In this section, we create the self-signed certificates using a Docker image that we then build and run. We chose to use a Docker image to complete this step because it significantly reduces the number of steps needed to create the certificates on the Windows development machine. See Create demo certificates to test IoT Edge device features to understand what we automated with the Docker image.

  1. Sign in to your development VM.

  2. Create a new folder with the path and name c:\edgeCertificates.

  3. If not already running, start Docker for Windows from the Windows Start menu.

  4. Open Visual Studio Code.

  5. Select File > Open Folder... and choose C:\source\IoTEdgeAndMlSample\CreateCertificates.

  6. In the Explorer pane, right-click on dockerfile and choose Build Image.

  7. In the dialog, accept the default value for the image name and tag: createcertificates: latest.

    Create certificates in Visual Studio Code

  8. Wait for the build to complete.


    You may see a warning for about a missing public key. It is safe to ignore this warning. Likewise, you will see a security warning that recommends you check/reset permissions on your image, which is safe to ignore for this image.

  9. In the Visual Studio Code terminal window, run the createcertificates container.

    docker run --name createcertificates --rm -v c:\edgeCertificates:/edgeCertificates createcertificates /edgeCertificates
  10. Docker will prompt for access to the c:\ drive. Select Share it.

  11. Provide your credentials when prompted.

  12. Once the container finishes running, check for the following files in c:\edgeCertificates:

    • c:\edgeCertificates\certs\azure-iot-test-only.root.ca.cert.pem
    • c:\edgeCertificates\certs\new-edge-device-full-chain.cert.pem
    • c:\edgeCertificates\certs\new-edge-device.cert.pem
    • c:\edgeCertificates\certs\new-edge-device.cert.pfx
    • c:\edgeCertificates\private\new-edge-device.key.pem

Upload certificates to Azure Key Vault

To store our certificates securely and to make them accessible from multiple devices, we will upload the certificates into Azure Key Vault. As you can see from the list above, we have two types of certificate files: PFX and PEM. We will treat the PFX as Key Vault certificates to be uploaded to Key Vault. The PEM files are plain text and we will treat them as Key Vault secrets. We will use the Key Vault associated with the Azure Machine Learning workspace we created by running the Azure Notebooks.

  1. From the Azure portal, navigate to your Azure Machine Learning workspace.

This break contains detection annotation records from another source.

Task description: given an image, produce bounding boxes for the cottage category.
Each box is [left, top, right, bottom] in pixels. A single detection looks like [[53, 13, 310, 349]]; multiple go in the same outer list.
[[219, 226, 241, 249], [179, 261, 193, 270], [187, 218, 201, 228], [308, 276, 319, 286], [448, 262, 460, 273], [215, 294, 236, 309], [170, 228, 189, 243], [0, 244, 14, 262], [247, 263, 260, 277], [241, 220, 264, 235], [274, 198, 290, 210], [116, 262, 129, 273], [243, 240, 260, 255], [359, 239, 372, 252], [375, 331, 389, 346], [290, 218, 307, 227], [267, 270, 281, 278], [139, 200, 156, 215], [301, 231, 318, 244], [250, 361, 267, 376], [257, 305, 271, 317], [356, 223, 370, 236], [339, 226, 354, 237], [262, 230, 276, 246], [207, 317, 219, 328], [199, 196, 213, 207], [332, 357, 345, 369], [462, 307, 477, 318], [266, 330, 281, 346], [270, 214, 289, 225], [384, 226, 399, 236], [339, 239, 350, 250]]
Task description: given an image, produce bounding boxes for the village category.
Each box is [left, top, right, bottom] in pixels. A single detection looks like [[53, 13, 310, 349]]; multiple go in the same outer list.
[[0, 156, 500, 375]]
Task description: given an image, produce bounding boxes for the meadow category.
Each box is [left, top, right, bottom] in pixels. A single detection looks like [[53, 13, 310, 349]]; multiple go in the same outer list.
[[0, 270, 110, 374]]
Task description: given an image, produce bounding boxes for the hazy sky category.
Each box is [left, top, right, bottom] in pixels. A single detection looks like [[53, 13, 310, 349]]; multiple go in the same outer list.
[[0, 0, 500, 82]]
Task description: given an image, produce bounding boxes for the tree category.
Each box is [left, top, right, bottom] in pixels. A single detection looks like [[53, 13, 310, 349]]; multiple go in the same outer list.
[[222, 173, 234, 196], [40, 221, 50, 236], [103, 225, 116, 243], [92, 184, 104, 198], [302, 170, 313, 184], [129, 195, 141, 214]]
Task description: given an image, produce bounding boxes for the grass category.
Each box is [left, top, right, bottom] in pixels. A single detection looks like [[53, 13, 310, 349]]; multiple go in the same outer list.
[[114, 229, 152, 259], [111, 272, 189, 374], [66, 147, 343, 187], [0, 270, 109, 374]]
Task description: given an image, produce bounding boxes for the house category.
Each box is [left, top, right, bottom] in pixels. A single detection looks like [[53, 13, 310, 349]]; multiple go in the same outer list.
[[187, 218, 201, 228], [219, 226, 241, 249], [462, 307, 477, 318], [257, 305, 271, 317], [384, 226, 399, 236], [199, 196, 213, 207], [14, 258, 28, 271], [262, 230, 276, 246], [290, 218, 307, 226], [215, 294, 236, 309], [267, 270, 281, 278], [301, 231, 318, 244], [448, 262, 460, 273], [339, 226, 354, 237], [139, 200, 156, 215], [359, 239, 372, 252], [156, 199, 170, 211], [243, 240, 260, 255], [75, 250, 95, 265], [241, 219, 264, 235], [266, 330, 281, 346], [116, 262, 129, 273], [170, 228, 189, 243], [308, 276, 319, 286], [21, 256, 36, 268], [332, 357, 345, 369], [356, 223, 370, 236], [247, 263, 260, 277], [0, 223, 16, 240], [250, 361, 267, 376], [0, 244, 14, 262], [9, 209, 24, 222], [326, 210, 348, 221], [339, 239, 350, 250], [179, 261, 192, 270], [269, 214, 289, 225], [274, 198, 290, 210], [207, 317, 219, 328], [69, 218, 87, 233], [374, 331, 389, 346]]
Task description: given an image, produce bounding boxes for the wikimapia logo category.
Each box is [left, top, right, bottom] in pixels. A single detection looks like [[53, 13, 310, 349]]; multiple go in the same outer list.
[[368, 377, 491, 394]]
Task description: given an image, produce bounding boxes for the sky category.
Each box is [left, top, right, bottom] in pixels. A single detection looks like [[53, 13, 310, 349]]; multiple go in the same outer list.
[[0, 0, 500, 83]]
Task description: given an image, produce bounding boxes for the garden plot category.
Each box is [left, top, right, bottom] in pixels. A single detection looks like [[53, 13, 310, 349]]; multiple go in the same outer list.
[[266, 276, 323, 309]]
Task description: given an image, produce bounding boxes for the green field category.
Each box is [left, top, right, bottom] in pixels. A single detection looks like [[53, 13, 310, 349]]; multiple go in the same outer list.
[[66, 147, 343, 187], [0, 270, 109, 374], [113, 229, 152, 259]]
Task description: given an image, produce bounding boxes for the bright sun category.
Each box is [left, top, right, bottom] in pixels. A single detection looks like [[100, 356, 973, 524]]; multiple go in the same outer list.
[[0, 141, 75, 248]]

  2. From the overview page of the Azure Machine Learning workspace, find the name of the Key Vault.

    Copy key vault name

  3. On your development machine, upload the certificates to Key Vault. Replace <subscriptionId> and <keyvaultname> with your resource information.

    c:\source\IoTEdgeAndMlSample\CreateCertificates\upload-keyvaultcerts.ps1 -SubscriptionId <subscriptionId> -KeyVaultName <keyvaultname>
  4. If prompted, sign in to Azure.

  5. The script will run for few minutes with output that lists the new Key Vault entries.

    Key Vault script output

Create IoT Edge device

To connect an Azure IoT Edge device to an IoT hub, we first create an identity for the device in the hub. We take the connection string from the device identity in the cloud and use it to configure the runtime on our IoT Edge device. Once a configured device connects to the hub, we are able to deploy modules and send messages. We can also change the configuration of the physical IoT Edge device by changing its corresponding device identity in IoT hub.

For this tutorial, we create the new device identity using Visual Studio Code. You can also complete these steps using the Azure portal, or Azure CLI.

  1. On your development machine, open Visual Studio Code.

  2. Expand the Azure IoT Hub frame from the Visual Studio Code explorer view.

  3. Click on the ellipsis and select Create IoT Edge Device.

  4. Give the device a name. For convenience, we use the name aaTurbofanEdgeDevice so it sorts to the top of listed devices.

  5. The new device will appear in the list of devices.

    View new aaTurbofanEdgeDevice in VS Code explorer

Deploy Azure Virtual Machine

We use the Azure IoT Edge on Ubuntu image from the Azure Marketplace to create our IoT Edge device for this tutorial. The Azure IoT Edge on Ubuntu image installs the latest Azure IoT Edge runtime and its dependencies on startup. We deploy the VM using a PowerShell script, Create-EdgeVM.ps1; a Resource Manager template, IoTEdgeVMTemplate.json; and a shell script, install packages.sh.

Enable programmatic deployment

To use the image from the Marketplace in a scripted deployment, we need to enable programmatic deployment for the image.

  1. Sign in to the Azure portal.

  2. Select All services.

  3. In the search bar, enter and select Marketplace.

  4. In the Marketplace search bar, enter and select Azure IoT Edge on Ubuntu.

  5. Select the Get started hyperlink to deploy programmatically.

  6. Select the Enable button, then Save.

    Enable programmatic deployment for VM

  7. You will see a success notification.

Create virtual machine

Next, run the script to create the virtual machine for your IoT Edge device.

  1. Open a PowerShell window and navigate to the EdgeVM directory.

    cd c:\source\IoTEdgeAndMlSample\EdgeVM
  2. Run the script to create the virtual machine.

  3. When prompted, provide values for each parameter. For subscription, resource group, and location we recommend you use the same as you have for all resources throughout this tutorial.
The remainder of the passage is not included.